December 2020

Spatial Statistics

Overview


  • Motivation
  • Waldo Tobler’s First Law of Geography
    • “everything is related to everything else, but near things are more related than distant things”.
  • It was meant to be tongue-in-cheek but think of
    • Diffusion processes
    • Migration
    • Crime (eg. Felson and Cohen’s routine activity theory)
    • Cell kinetics (Ok, that isn’t geography!)
  • All support the idea well
  • But this isn’t encapsulated in independence between observations assumption of many statistical models

Implications


  • “Data of geographic units are tied together, like bunches of grapes, not separate, like balls in an urn” - Frederick F. Stephan (1934)
  • Similar to time series and temporal closeness

  • We need to adjust existing approaches to data analysis, or consider new ones accordingly
    • Summary statistics
    • Visualisation
    • Modelling

  • For the different kinds of spatial data seen earlier

Plan for rest of session


  • Focus on
    1. Area data with associated values
    2. Point data with associated valures
    3. A few quick examples of other types of analysis

Summary Statistics
The absence of independence

Join Count Statistic


age_cty <- age_cty %>% mutate(Age_gt_37 = Mean_Age > 37)

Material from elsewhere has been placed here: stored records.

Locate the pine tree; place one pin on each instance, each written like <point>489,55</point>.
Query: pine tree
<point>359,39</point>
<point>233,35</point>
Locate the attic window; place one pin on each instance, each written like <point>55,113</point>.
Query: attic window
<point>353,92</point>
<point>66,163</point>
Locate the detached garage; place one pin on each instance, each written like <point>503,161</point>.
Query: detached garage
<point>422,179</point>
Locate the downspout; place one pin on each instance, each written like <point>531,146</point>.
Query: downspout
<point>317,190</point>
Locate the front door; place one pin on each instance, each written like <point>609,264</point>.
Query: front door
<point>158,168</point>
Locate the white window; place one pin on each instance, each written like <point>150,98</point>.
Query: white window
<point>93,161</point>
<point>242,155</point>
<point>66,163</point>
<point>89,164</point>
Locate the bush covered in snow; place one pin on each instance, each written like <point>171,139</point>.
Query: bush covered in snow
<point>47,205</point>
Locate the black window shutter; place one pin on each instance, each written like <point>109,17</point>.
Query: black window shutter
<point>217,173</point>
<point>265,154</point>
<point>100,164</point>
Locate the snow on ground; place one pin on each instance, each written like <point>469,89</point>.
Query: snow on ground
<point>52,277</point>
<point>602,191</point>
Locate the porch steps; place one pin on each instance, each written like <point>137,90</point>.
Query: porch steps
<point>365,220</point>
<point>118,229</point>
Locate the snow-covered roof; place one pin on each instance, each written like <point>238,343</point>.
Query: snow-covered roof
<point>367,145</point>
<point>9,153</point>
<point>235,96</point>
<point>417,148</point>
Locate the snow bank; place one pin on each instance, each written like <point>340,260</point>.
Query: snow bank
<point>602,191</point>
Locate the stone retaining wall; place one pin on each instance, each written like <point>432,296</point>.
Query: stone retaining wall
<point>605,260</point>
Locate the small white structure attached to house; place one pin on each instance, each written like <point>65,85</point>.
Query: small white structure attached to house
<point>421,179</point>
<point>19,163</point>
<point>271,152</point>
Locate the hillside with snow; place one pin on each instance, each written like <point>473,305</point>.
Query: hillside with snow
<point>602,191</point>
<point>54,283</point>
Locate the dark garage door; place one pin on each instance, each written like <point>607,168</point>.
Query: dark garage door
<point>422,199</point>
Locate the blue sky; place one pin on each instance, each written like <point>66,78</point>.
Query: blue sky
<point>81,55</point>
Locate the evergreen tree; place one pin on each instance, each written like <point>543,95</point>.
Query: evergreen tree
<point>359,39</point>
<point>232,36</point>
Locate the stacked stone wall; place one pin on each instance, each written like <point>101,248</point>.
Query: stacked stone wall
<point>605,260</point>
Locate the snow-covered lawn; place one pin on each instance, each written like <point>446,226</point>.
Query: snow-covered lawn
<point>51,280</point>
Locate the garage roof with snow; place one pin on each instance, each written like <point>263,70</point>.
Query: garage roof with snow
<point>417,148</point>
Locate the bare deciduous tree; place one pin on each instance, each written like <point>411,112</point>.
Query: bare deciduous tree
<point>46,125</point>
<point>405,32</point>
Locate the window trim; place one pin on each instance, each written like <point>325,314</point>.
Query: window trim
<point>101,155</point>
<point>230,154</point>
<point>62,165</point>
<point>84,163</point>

  • For binary (or categorical variables)
  • In LHS map do counties of the same kind clump together
  • Count the cross-border joins:
Combination Count
Red-Red 8
Red-Blue 17
Blue-Blue 33

  • Is that what one might expect if Red/Blue were randomly distributed across counties?

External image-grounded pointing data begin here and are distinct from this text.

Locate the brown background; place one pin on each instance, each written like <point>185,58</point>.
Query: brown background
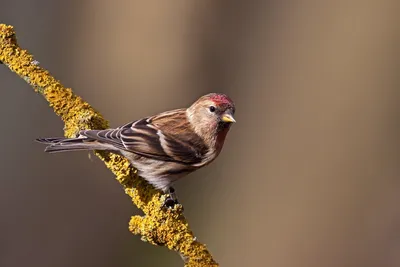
<point>309,175</point>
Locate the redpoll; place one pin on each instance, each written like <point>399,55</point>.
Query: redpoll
<point>164,147</point>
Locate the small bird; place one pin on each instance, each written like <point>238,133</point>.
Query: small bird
<point>165,147</point>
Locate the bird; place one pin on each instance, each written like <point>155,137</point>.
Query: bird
<point>164,147</point>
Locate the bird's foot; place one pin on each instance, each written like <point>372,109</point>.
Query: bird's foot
<point>171,199</point>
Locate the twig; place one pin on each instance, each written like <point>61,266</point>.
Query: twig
<point>158,225</point>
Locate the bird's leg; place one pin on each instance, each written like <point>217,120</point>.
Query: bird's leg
<point>171,199</point>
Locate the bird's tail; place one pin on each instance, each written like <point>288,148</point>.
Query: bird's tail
<point>62,144</point>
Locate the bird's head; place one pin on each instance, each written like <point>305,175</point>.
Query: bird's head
<point>212,115</point>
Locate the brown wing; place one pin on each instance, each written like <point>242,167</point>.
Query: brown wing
<point>166,137</point>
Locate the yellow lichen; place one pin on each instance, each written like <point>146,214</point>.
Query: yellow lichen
<point>158,225</point>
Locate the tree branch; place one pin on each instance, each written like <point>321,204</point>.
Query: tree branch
<point>158,225</point>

A Crowdsourced Hypothesis Test


  • One of these was based on real data
  • The others by randomly assigning 16 reds and 10 blues to counties
  • Which is the real data one?

A Crowdsourced Hypothesis Test - Revealed


  • One of these was based on real data
  • The others by randomly assigning 16 reds and 10 blues to counties
  • Which is the real data one?
  • Panel number 2

Testing the Join Count Statistic


  • Let \(\textrm{BB}\) be the Blue-Blue join count, and \(J_{ij}\) be an indicator for whether counties \(i\) and \(j\) are adjacent. Under an assumption of randomisation (ie the given red and blue counts randomly permuted across the counties) we have:

\[ \textrm{E}(\textrm{BB}) = \frac{S_0}{2}\frac{n_B^{(2)}}{n^{(2)}} \]

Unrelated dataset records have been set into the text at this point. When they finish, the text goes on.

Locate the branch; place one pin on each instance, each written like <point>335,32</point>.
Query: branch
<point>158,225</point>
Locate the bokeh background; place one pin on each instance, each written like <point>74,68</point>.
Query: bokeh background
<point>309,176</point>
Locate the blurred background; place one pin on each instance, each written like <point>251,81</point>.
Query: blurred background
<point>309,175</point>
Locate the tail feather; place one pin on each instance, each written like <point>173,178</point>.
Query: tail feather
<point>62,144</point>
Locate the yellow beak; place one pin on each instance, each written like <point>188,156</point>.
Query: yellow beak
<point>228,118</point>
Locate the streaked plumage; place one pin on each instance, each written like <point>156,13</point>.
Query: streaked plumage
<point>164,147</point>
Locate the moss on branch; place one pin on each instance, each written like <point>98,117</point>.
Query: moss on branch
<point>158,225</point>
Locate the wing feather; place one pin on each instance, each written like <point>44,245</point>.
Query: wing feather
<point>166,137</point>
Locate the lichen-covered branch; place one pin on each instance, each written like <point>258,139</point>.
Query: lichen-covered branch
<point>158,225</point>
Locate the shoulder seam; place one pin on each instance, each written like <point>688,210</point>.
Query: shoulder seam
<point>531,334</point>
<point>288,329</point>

\[ \textrm{Var}(\textrm{BB}) = \frac{S_1}{4}\left[\frac{n_B^{(2)}}{n^{(2)}} - \frac{2n_B^{(3)}}{n^{(3)}} + \frac{n_B^{(4)}}{n^{(4)}} \right] + \frac{S_2}{4}\left[\frac{n_B^{(3)}}{n^{(3)}} - \frac{n_B^{(4)}}{n^{(4)}} \right] + \frac{S_0^2n_B^{(4)}}{4n^{(4)}} - \textrm{E}(\textrm{BB})^2 \]

  • where: \(n^{(k)} = n(n-1) \cdots (n-k+1)\), \(S_0 = \sum_{ij} J_{ij}\)
  • \(S_1=\frac{1}{2}\sum_{ij}(J_{ji}+J_{ij})^2\), \(S_2=\sum_{ij}{(\sum_jJ_{ij}+\sum_iJ_{ij})^2}\)
  • Assume asymptotic normality and test observed \(\textrm{BB}\) count
  • see Spatial Processes: Models and Applications AD Cliff & JK Ord (p39) for details

Doing this in R…


library(spdep) # A spatial statistics package for R
col_cty <- ifelse(age_cty$Age_gt_37,'Red','Blue') %>% factor()
joincount.test(col_cty, 
               nb2listw(poly2nb(age_cty),style='B'))[[1]]
    Join count test under nonfree sampling

data:  col_cty 
weights: nb2listw(poly2nb(age_cty), style = "B") 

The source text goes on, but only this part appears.